Motoring back and forth across the American Southwest this week, I decided to invite the ideas of an innocent, and invited my bride, a Brit, to rename all 30 teams of the National Football League, though her idea of football is young, often very slight, men in shorts kicking a round ball back and forth. I’m sure that you will find many of her suggestions as delightful as I. Lou Reed fans, for instance, are apt to tremble with pleasure at the Seattle Lights of Love, while those who remember Dynasty will certainly chuckle at the Dallas Shoulderpads.
Puns, obviously, abound on her list. I am especially fond of the Minnesota Fountain and the Baltimore Poppadoms, which you are more likely to appreciate if you are yourself a Brit, preferably one from the Midlands, home to the most delicious balti (curry served in a wok-like bowl) in the United Kingdom. (I pause, self-congratulatorily, to note that, on espying a balti joint in my bride’s old neighborhood, Rayners Lane, I thought immediately of suggesting that it be renamed Balti Towers.)
Many of her suggested names refer to actual characteristics of the city involved, or to something for which it is celebrated, as witness the Tampa Bay Humidity, the Philadelphia Cheese, the San Diego Zoo, the New Orleans Voodoo, the Carolina Rednecks, the Washington Politicians, and the Chicago Pizza. In such cases as those of the Cincinnati Sugarplums and the Green Bay Mollusks, sheer whimsy seems to have seized the steering wheel.
Pop cultural references rear their lovely heads in the Kansas (City) Dorothies, the Miami Vice, and the New York New York. Speaking of the Big Apple, get a load of the Jacksonville Heights.
My own favorites are those that take the greatest chances, such as the Houston We Have a Problem, the Pittsburgh Er With Fries, and the Cleveland Of The Free. I am also enormously fond of the Tennessee Williams and the Oakland Furniture.
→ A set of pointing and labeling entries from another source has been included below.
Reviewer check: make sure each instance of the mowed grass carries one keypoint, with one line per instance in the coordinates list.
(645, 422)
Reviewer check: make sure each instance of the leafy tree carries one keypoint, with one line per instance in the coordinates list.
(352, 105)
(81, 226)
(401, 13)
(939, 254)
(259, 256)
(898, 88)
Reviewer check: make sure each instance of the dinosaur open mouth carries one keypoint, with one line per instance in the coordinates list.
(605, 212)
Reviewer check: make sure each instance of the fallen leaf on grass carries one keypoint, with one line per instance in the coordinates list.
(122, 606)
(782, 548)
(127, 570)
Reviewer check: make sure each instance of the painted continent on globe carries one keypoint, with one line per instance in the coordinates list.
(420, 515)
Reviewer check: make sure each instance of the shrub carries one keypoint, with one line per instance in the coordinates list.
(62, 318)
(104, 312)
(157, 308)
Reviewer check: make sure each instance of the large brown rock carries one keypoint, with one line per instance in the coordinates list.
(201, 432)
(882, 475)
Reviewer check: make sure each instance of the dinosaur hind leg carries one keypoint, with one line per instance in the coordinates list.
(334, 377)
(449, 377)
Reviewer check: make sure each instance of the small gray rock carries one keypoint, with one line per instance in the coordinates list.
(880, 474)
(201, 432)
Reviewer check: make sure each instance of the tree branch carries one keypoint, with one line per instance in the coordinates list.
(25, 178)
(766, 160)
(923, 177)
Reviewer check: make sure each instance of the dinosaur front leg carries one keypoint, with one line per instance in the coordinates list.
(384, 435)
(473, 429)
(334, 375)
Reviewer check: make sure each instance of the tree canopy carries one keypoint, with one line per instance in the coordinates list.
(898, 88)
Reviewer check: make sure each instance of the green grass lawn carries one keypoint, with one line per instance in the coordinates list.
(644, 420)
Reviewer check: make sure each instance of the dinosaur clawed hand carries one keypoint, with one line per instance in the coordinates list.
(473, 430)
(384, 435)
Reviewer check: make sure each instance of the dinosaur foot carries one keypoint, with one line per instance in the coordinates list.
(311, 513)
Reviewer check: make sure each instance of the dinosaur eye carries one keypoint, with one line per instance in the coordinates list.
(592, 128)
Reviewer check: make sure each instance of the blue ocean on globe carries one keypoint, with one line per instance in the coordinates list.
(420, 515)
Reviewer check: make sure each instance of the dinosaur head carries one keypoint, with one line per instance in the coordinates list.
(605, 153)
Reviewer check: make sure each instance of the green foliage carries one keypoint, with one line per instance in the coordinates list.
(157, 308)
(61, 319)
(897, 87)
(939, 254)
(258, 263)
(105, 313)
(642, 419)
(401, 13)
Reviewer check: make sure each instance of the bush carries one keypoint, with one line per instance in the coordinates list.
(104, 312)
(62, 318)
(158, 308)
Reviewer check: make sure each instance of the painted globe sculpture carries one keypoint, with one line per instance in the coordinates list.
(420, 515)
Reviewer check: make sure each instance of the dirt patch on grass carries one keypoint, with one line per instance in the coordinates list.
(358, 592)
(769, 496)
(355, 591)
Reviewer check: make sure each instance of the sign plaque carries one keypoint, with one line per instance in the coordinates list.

Are you honestly able to tell me that you wouldn’t prefer living in a world in which not just one (the Baltimore Ravens, as in Edgar Allen Poe), but two pro football teams’ names are derived from literature?
Having derived such amusement and diversion from her NFL replacement names, I invited my bride to rename the National Basketball Association teams in cities that have no NFL team. My favorites here were the Brooklyn Canolis [sic], the Oklahoma City Is Oh, So Pretty, the San Antonio Burritos, and, best of all, the Memphis Elvis Has Left the Building. I appealed to her to change the Utah Polyamorists to the Utah Polygamists, but her mind was made up. I asked if she would like to include the Charlotte ‘sWeb, but she was steadfast in her reluctance to accept credit for something that I had in fact come up with.